Centre for Intellectual History

MA in Intellectual History

  1. Introduction
  2. Programme Structure
  3. Teaching
  4. Assessment
  5. Admission requirements
  6. MPhil and DPhil study
  7. Core faculty and their research interests
  8. Further information

Introduction

Why is the modern West ideologically distinctive? Does the dominion of modern North America in military terms today rest upon distinctive European traditions of argument concerning philosophy, politics and the international world that can be traced to early modern times, and more particularly the period commonly termed ‘the enlightenment’? If the history of Europe is studied comparatively, which ideas and intellectual controversies can be identified as having done the most to shape modern life? What are the origins of contemporary notions of literature, science and religion? To what extent can we explain long and short-term historical change by reference to movements of ideas? What is the relationship between intellectuals and revolutionary movements, both in ideas and in politics? Is there a tradition of Western cosmopolitanism that can and ought to be defended? Such questions are addressed by the MA programme in Intellectual History, which provides a grounding in Western intellectual history from early modern to modern times.

Intellectual matters – ideas – can be seen both as events in time and as possessed of meaning. Intellectual history combines these two perspectives. It treats past ideas as historical phenomena just like battles or famines; but unlike famines, ideas have a meaning intended by their authors, and unlike battles, the meaning of ideas may have content beyond that intended by their perpetrators. This raises profound questions about the relationship between intellectual history and all other forms of history – political, social, economic, institutional. At the same time, intellectual history eschews the universalistic and a-historical pursuits of philosophy. This programme introduces the student to the methods of intellectual history through a historical overview of the actual practice of intellectual history, and focuses on the emergence of the modern West and the controversies that have made its intellectual life so distinctive.

The University of Sussex is a renowned international centre for the study of intellectual history with a long tradition in the subject. It is one of the few British institutions that encourage undergraduates and postgraduates to specialise in intellectual history, in the broad sense of the ideas and ideological movements that engaged thinkers in the past. The MA in Intellectual History is recognised internationally as a leading programme in the field. The programme is both international in scope and comparative in method.

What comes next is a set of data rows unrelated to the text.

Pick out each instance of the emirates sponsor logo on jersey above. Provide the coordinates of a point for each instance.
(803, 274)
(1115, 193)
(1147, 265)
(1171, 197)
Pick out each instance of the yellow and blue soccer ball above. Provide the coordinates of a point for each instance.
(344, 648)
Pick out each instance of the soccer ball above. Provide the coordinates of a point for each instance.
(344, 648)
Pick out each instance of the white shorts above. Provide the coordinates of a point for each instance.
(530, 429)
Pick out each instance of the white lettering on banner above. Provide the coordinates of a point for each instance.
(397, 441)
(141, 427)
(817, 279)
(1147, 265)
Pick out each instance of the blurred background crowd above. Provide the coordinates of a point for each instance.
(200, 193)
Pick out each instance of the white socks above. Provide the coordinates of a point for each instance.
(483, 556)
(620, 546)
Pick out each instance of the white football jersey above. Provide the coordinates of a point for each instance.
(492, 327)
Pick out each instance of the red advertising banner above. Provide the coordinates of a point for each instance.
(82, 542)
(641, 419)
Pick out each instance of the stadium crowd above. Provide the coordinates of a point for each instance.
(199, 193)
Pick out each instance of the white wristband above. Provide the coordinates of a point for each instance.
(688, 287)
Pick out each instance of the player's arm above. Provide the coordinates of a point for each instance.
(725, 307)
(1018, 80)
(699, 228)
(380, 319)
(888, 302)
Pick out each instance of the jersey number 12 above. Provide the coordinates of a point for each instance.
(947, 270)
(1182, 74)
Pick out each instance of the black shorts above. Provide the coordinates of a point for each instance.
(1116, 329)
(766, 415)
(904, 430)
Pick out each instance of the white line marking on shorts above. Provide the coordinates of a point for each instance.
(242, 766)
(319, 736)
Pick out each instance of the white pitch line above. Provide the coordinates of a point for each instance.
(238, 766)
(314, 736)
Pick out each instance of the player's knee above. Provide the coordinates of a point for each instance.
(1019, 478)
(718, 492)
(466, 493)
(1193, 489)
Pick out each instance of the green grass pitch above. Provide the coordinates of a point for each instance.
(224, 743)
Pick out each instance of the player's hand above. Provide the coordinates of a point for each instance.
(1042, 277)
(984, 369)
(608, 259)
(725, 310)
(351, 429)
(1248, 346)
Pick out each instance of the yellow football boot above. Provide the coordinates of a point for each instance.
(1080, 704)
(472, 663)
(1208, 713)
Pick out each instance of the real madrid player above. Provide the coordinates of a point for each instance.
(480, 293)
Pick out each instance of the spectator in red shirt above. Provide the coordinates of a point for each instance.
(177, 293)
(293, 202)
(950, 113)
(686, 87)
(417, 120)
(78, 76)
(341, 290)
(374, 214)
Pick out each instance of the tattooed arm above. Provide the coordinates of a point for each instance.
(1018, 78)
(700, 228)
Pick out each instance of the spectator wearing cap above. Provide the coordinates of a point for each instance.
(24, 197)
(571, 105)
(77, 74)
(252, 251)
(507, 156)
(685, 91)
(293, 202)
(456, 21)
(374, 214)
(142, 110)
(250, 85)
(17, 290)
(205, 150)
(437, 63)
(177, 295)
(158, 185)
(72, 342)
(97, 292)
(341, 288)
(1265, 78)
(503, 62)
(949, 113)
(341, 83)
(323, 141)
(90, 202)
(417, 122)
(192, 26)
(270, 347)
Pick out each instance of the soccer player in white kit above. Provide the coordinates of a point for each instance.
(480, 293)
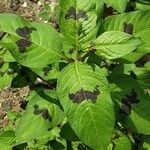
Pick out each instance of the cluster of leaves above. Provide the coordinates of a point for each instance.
(96, 75)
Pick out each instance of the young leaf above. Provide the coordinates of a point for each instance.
(31, 41)
(121, 142)
(119, 5)
(136, 23)
(113, 44)
(84, 95)
(39, 116)
(80, 21)
(134, 109)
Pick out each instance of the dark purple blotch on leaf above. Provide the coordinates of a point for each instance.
(82, 14)
(142, 61)
(25, 32)
(127, 102)
(23, 44)
(47, 69)
(43, 112)
(82, 95)
(128, 28)
(73, 14)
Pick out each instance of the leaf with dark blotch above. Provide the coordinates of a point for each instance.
(43, 112)
(25, 31)
(47, 69)
(82, 14)
(125, 109)
(132, 97)
(82, 95)
(128, 28)
(71, 13)
(128, 101)
(142, 61)
(23, 44)
(133, 75)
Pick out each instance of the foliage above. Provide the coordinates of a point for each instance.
(94, 76)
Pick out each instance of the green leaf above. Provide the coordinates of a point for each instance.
(80, 21)
(39, 116)
(7, 137)
(35, 41)
(136, 22)
(114, 44)
(119, 5)
(128, 91)
(6, 75)
(146, 144)
(83, 93)
(122, 142)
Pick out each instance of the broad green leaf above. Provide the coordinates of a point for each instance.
(146, 144)
(136, 22)
(114, 44)
(4, 146)
(119, 5)
(35, 41)
(80, 21)
(7, 137)
(6, 75)
(84, 95)
(128, 91)
(141, 74)
(139, 20)
(39, 116)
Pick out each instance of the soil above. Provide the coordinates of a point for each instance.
(11, 99)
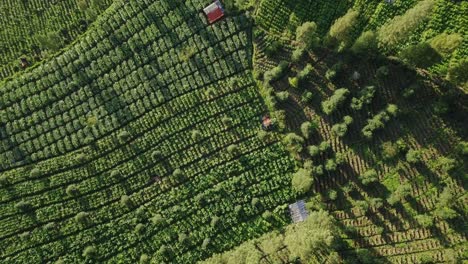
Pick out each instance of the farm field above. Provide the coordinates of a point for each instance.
(154, 133)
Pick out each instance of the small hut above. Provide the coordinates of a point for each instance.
(266, 122)
(298, 211)
(214, 11)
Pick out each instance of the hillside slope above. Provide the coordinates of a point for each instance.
(139, 142)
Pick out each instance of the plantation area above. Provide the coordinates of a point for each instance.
(35, 29)
(149, 135)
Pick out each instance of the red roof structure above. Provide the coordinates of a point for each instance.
(214, 11)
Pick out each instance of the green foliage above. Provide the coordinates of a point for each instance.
(338, 97)
(90, 252)
(365, 44)
(293, 142)
(302, 181)
(307, 128)
(306, 35)
(421, 55)
(445, 44)
(342, 29)
(399, 28)
(369, 177)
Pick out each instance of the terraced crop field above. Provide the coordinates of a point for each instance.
(140, 132)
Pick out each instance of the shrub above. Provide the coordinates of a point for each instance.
(293, 142)
(342, 28)
(227, 121)
(144, 259)
(425, 220)
(445, 43)
(307, 36)
(302, 181)
(90, 252)
(389, 150)
(399, 28)
(313, 150)
(324, 146)
(233, 149)
(24, 206)
(72, 190)
(124, 136)
(298, 54)
(35, 173)
(307, 128)
(206, 243)
(4, 180)
(126, 201)
(306, 97)
(158, 220)
(365, 44)
(413, 156)
(369, 176)
(330, 165)
(420, 55)
(334, 101)
(140, 229)
(282, 96)
(196, 135)
(293, 82)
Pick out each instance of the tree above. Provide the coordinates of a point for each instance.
(399, 28)
(306, 35)
(445, 44)
(369, 176)
(302, 181)
(293, 142)
(420, 55)
(342, 27)
(307, 128)
(72, 190)
(365, 44)
(125, 201)
(90, 252)
(82, 217)
(413, 156)
(338, 97)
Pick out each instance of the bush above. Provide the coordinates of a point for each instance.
(140, 229)
(334, 101)
(298, 54)
(293, 142)
(24, 206)
(307, 128)
(330, 165)
(425, 220)
(324, 146)
(233, 149)
(302, 181)
(365, 44)
(369, 176)
(445, 43)
(124, 136)
(282, 96)
(196, 135)
(126, 201)
(72, 190)
(307, 36)
(313, 150)
(90, 252)
(413, 156)
(144, 259)
(342, 28)
(399, 28)
(82, 218)
(35, 173)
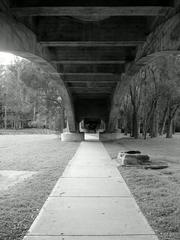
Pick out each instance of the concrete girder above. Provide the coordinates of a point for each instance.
(19, 40)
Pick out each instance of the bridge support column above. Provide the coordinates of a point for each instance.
(110, 136)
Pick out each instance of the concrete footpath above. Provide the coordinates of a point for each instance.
(90, 201)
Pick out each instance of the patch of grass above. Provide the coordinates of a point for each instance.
(20, 204)
(157, 192)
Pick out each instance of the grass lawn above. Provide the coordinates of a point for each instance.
(20, 204)
(156, 191)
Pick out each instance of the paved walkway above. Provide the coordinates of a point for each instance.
(90, 201)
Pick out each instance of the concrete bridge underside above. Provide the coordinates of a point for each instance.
(90, 47)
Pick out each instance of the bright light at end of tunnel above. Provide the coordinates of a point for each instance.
(6, 58)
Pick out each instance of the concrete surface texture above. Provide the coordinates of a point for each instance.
(90, 201)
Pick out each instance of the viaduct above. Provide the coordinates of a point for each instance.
(92, 48)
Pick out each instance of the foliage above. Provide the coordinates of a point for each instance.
(29, 97)
(155, 99)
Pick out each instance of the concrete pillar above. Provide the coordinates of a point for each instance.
(72, 137)
(110, 136)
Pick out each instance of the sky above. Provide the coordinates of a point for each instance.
(6, 58)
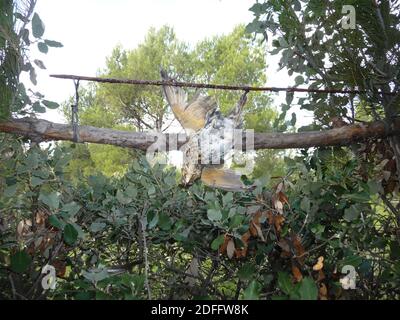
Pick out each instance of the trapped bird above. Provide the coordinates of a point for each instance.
(211, 137)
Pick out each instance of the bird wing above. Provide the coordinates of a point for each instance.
(191, 115)
(222, 178)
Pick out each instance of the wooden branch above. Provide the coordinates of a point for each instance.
(211, 85)
(45, 130)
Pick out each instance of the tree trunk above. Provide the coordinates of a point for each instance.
(44, 130)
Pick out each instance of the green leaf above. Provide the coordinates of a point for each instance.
(164, 222)
(214, 214)
(122, 198)
(217, 242)
(55, 222)
(351, 213)
(43, 47)
(54, 44)
(227, 199)
(71, 208)
(293, 120)
(50, 199)
(38, 108)
(308, 289)
(50, 104)
(39, 63)
(20, 261)
(305, 204)
(284, 282)
(289, 97)
(97, 226)
(37, 26)
(252, 292)
(70, 234)
(35, 181)
(236, 220)
(10, 191)
(298, 80)
(246, 271)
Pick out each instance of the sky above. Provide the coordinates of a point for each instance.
(90, 29)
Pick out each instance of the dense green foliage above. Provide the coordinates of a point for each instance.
(115, 227)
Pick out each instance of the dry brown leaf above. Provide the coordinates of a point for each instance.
(321, 276)
(223, 246)
(278, 206)
(278, 222)
(279, 187)
(20, 227)
(230, 249)
(323, 292)
(297, 273)
(319, 265)
(283, 198)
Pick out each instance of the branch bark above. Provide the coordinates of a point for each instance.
(45, 130)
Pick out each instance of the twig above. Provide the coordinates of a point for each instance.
(12, 286)
(143, 223)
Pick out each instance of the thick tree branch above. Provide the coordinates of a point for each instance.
(44, 130)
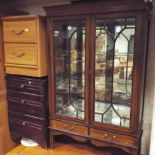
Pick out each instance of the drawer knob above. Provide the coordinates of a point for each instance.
(26, 30)
(72, 128)
(22, 101)
(30, 82)
(66, 127)
(20, 32)
(23, 123)
(22, 86)
(18, 55)
(105, 135)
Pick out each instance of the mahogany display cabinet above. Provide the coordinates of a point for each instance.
(97, 72)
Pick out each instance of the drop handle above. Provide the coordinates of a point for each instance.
(20, 32)
(66, 127)
(22, 101)
(18, 55)
(24, 123)
(22, 86)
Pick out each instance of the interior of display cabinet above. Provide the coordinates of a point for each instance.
(114, 48)
(70, 68)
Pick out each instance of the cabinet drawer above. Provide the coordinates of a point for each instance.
(26, 96)
(112, 137)
(21, 54)
(69, 127)
(26, 126)
(28, 85)
(26, 107)
(20, 31)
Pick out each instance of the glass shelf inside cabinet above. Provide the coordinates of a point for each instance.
(69, 49)
(113, 70)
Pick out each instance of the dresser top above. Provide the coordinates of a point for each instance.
(21, 17)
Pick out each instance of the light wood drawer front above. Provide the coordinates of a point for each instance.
(112, 137)
(20, 31)
(24, 54)
(69, 127)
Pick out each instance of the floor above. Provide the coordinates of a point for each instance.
(63, 148)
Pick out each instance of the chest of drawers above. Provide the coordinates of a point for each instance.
(25, 45)
(28, 109)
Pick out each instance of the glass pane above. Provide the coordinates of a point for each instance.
(113, 70)
(69, 49)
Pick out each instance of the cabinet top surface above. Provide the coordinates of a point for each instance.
(20, 17)
(98, 7)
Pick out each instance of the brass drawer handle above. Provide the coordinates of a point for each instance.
(20, 32)
(69, 128)
(22, 101)
(18, 55)
(66, 127)
(22, 86)
(23, 123)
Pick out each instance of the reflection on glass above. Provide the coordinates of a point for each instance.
(113, 70)
(69, 51)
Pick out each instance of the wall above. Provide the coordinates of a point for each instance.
(150, 94)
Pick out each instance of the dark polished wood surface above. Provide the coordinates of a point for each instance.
(28, 108)
(101, 134)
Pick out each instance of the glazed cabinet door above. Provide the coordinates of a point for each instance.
(113, 58)
(69, 68)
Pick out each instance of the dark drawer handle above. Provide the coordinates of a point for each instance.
(18, 55)
(22, 101)
(22, 86)
(23, 123)
(20, 32)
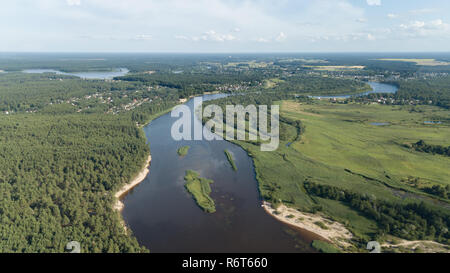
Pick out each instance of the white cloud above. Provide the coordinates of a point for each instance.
(373, 2)
(144, 37)
(73, 2)
(392, 16)
(262, 40)
(210, 35)
(436, 28)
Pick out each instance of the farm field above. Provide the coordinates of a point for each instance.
(343, 147)
(423, 62)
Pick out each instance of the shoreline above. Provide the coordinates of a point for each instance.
(336, 233)
(131, 185)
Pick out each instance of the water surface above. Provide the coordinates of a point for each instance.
(377, 87)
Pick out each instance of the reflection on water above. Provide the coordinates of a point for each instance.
(102, 75)
(165, 218)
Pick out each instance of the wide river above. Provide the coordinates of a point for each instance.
(165, 218)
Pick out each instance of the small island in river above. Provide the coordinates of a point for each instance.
(231, 160)
(183, 151)
(200, 189)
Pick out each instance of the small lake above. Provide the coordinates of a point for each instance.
(101, 75)
(165, 218)
(377, 87)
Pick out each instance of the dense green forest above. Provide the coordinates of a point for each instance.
(421, 146)
(60, 168)
(68, 144)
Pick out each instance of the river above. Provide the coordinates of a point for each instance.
(377, 87)
(165, 218)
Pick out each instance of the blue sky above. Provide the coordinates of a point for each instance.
(224, 25)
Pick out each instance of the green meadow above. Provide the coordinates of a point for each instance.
(340, 146)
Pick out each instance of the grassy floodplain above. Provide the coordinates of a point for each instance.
(183, 151)
(423, 62)
(200, 189)
(337, 146)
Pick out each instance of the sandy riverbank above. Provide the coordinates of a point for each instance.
(334, 232)
(136, 181)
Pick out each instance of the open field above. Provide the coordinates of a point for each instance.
(423, 62)
(340, 147)
(344, 136)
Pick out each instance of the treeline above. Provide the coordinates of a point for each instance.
(189, 84)
(414, 221)
(421, 146)
(29, 92)
(59, 169)
(429, 91)
(57, 178)
(263, 98)
(320, 86)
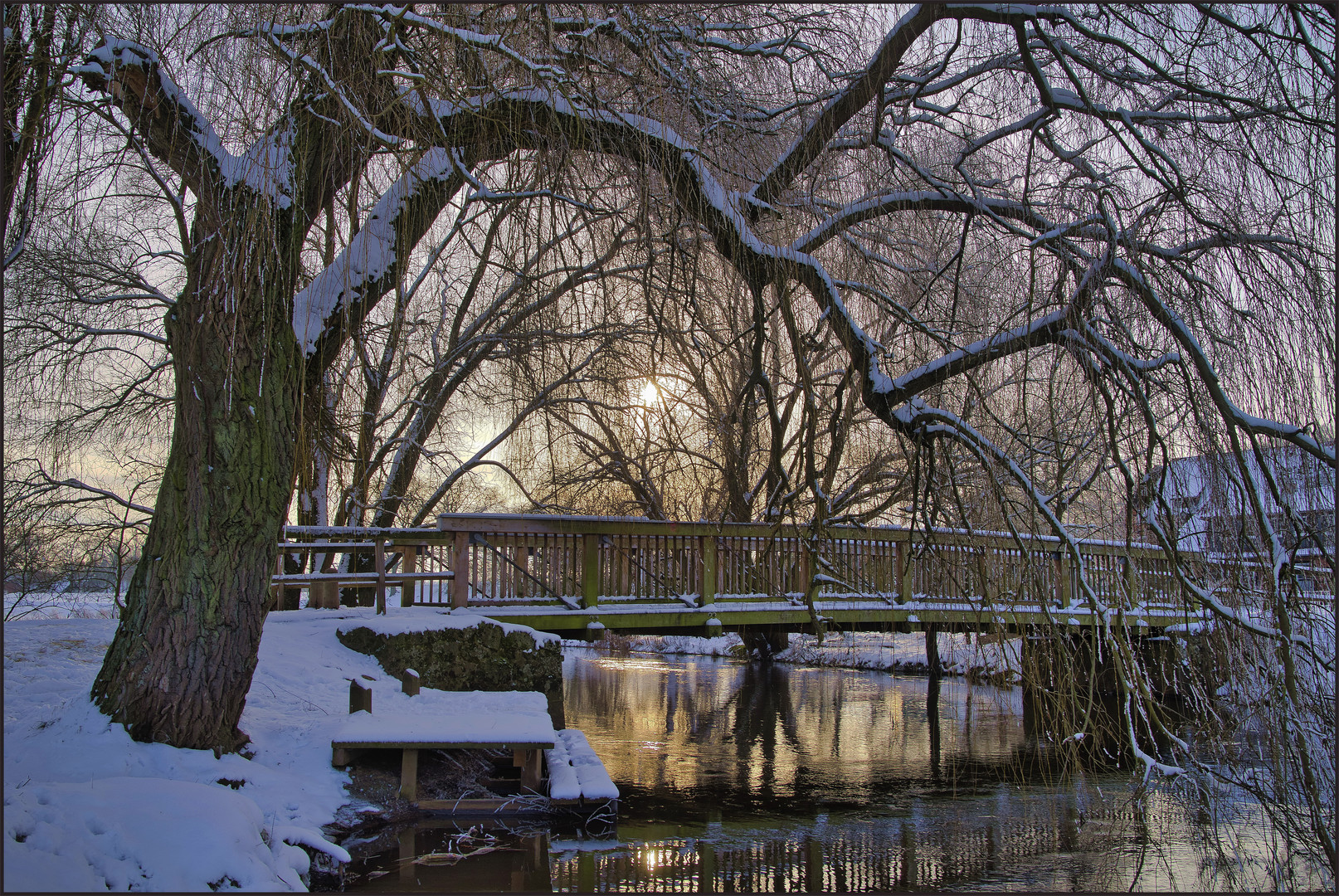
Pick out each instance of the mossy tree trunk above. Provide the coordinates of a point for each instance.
(183, 658)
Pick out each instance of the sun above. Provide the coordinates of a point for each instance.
(651, 394)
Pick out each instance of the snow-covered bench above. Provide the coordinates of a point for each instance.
(453, 721)
(576, 773)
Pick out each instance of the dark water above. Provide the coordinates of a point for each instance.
(765, 777)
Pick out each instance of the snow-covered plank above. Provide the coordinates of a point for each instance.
(589, 771)
(457, 719)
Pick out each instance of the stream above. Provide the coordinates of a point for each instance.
(765, 777)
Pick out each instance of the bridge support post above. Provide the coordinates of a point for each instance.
(461, 569)
(707, 588)
(409, 564)
(1062, 579)
(904, 572)
(589, 571)
(932, 649)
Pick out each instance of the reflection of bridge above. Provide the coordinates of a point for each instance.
(571, 575)
(877, 856)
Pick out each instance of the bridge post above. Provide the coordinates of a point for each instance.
(461, 569)
(589, 571)
(379, 566)
(1131, 583)
(1062, 577)
(904, 571)
(409, 564)
(707, 588)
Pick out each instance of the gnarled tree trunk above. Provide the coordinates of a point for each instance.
(183, 658)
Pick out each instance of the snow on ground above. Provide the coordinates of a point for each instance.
(87, 808)
(61, 604)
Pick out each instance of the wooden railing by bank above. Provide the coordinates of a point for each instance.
(565, 573)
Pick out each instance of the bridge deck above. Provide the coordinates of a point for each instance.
(568, 573)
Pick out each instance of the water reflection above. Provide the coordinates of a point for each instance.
(763, 777)
(747, 736)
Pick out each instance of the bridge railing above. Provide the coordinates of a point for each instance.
(580, 562)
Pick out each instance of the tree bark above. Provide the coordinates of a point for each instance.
(181, 662)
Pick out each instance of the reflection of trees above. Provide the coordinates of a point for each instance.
(762, 706)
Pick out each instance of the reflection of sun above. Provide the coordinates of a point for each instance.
(651, 392)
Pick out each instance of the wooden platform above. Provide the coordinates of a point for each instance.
(516, 721)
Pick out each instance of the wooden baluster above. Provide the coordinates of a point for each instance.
(591, 571)
(461, 569)
(379, 564)
(409, 564)
(707, 586)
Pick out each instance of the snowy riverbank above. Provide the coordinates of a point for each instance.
(87, 808)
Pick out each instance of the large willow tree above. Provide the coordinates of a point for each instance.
(1142, 194)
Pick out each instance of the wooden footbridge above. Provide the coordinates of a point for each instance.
(579, 576)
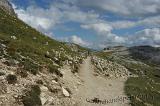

Each course includes the study of ideas across national boundaries, and offers comparisons with continents beyond Europe.

An additional major aim of the programme is to prepare students for more advanced study, and specifically for doctoral-level research. Students take a workshop on methods and approaches to intellectual history in the spring term of the programme. This provides methodological research training, utilizing the detailed knowledge major research areas of intellectual history provided in the rest of the programme.

The MA is housed in the Centre for Intellectual History, which arranges regular symposia on the latest research in intellectual history, in addition to being a home to significant research projects, editorial projects (including ‘The Newton Project’), and a leading academic journal (‘History of European Ideas’).

Programme structure

Full-time students take the following compulsory core courses in the Autumn term:

And the following compulsory core courses in the Spring term:

And attend the:

During the Summer Term students work under individual supervision towards a dissertation.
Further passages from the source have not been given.